Attendu par les communautés francophones en situation minoritaire depuis six ans, C-13 n’est plus très loin d’aboutir. Le projet a d’ailleurs reçu la sanction royale, le 20 juin 2023.
La présidente de la Fédération des communautés francophones et acadienne (FCFA) du Canada, Liane Roy, a réagi quelques minutes après cette annonce. Elle évoque notamment « un grand pas en avant vers l’égalité réelle du français avec l’anglais ».
Liane Roy admet également « une fierté indescriptible pour un réseau francophone, qui s’est tenu debout et qui a porté ce dossier avec détermination et persistance ».
Ministre des Langues officielles depuis 2021, Ginette Petitpas Taylor avait pour priorité le passage de cette loi. Dans un entretien à notre journal, elle espérait justement « voir le passage de ce projet avant la fin de la période parlementaire du mois de juin ». Elle confie que ça a été « le plus grand chantier » qu’on lui ait confié.
« Le chemin parcouru a été long et parfois ardu, et les communautés de langue officielle en situation minoritaire l’attendaient avec impatience. On peut finalement célébrer cette avancée majeure pour nos droits linguistiques », a-t- elle notamment ajouté sur son compte Twitter.
« Nous approchons de la ligne d’arrivée vers une Loi sur les langues officielles modernisée » a, de son côté, lancé le Commissaire aux langues officielles, Raymond Théberge.
Des avancées importantes
Le Sénat du Canada, au moment de l’adoption, rappelait notamment plusieurs modifications notables avec l’arrivée de ce projet de loi. Il sera notamment exigé « que le ministre de la Citoyenneté et de l’Immigration adopte une poli- tique en matière d’immigration francophone, entre autres choses ».
La question de l’immigration interpelle Angela Cassie, la présidente du conseil d’administration de la Société de la francophonie manitobaine (SFM). « En particulier au Manitoba, les priorités articulées autour de notre plan stratégique communautaire, c’est la politique en matière d’immigration franco- phone. Et le tout avec comme objectif de rétablir le poids démographique. C’est très lié à nos priorités provinciales. »
Le projet de loi apporte également des modifications connexes au Code canadien du travail, et prévoit des droits et des obligations concernant l’usage du français comme langue de service et de travail dans les entreprises de compétence fédérale au Québec, entre autres, apprend-t-on par la voix du Sénat.
À ce sujet, on remarque d’ailleurs dans les débats du 15 juin que cette nouvelle loi introduira un nouveau concept en matière de droits linguistiques : la forte présence francophone. D’une part, la partie IV de la Loi sur les langues officielles prévoit des obligations en cas de « demande importante » et, d’autre part, la nouvelle loi prévoit des obligations pour les « régions à forte présence francophone ».
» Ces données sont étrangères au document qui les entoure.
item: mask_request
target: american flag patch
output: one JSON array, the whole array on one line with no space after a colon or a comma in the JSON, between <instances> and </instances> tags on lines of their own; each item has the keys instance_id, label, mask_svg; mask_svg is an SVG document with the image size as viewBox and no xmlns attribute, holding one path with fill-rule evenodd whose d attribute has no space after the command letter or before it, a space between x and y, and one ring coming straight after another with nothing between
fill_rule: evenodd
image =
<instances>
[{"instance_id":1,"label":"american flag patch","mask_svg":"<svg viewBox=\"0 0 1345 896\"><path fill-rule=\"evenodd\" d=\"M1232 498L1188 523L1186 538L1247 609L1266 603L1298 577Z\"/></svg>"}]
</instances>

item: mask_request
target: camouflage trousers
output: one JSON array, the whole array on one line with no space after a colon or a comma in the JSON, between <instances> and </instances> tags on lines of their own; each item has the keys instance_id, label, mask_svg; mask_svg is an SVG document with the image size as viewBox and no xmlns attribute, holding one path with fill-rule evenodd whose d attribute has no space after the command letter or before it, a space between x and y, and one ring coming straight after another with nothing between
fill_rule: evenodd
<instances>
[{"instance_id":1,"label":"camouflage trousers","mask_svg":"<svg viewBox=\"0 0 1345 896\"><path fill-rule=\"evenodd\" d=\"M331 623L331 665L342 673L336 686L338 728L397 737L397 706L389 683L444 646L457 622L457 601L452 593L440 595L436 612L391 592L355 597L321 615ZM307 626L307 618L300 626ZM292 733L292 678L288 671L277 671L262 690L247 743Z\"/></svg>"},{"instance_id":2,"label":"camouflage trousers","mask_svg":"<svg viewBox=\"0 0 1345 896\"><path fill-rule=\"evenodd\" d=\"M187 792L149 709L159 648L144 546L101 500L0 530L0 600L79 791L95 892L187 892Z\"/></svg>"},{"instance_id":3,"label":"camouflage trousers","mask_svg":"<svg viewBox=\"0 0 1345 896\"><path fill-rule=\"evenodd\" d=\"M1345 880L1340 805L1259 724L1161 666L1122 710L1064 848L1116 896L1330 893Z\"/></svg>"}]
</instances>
Plus de pouvoir pour le Commissaire
Plusieurs recommandations du Comité sénatorial des langues officielles touchent aussi aux organisations de l’industrie du voyage, telles que les autorités aéroportuaires. Finalement, le Comité invite le gouvernement fédéral à « mettre sur pied un régime de droits linguistiques cohérent et clair pour le public voyageur ».
Le projet de loi verra aussi les pouvoirs du Commissaire aux langues officielles se renforcer pour être un garant de la bonne application de cette loi.
« On l’a dit dès le début : on veut une loi avec plus de mordant. Et ça passe par de plus grandes conséquences en cas de non-respect de la loi. Mais on espère que les organisations prendront des mesures proactives. Dans tous les cas, ça nous permettra, comme communauté, d’avoir plus d’outils quand ces obligations ne sont pas rencontrées », estime Angela Cassie.
« Il faut féliciter la jeunesse qui a été hyper impliquée dans ce processus depuis des années. La loi va aussi mieux refléter leur réalité. Dans cinq ans, on regardera en arrière et l’on parlera de cette date comme d’un moment important pour la francophonie canadienne. »
Derrek Bentley
De la place pour la jeunesse
Comme la FCFA, la Fédération de la jeunesse canadienne-française (FJCF) s’est aussi dite très enthousiaste à l’annonce de l’adoption par le Sénat. L’organisme parle même de « journée mémorable pour les communautés francophones en situation minoritaire! »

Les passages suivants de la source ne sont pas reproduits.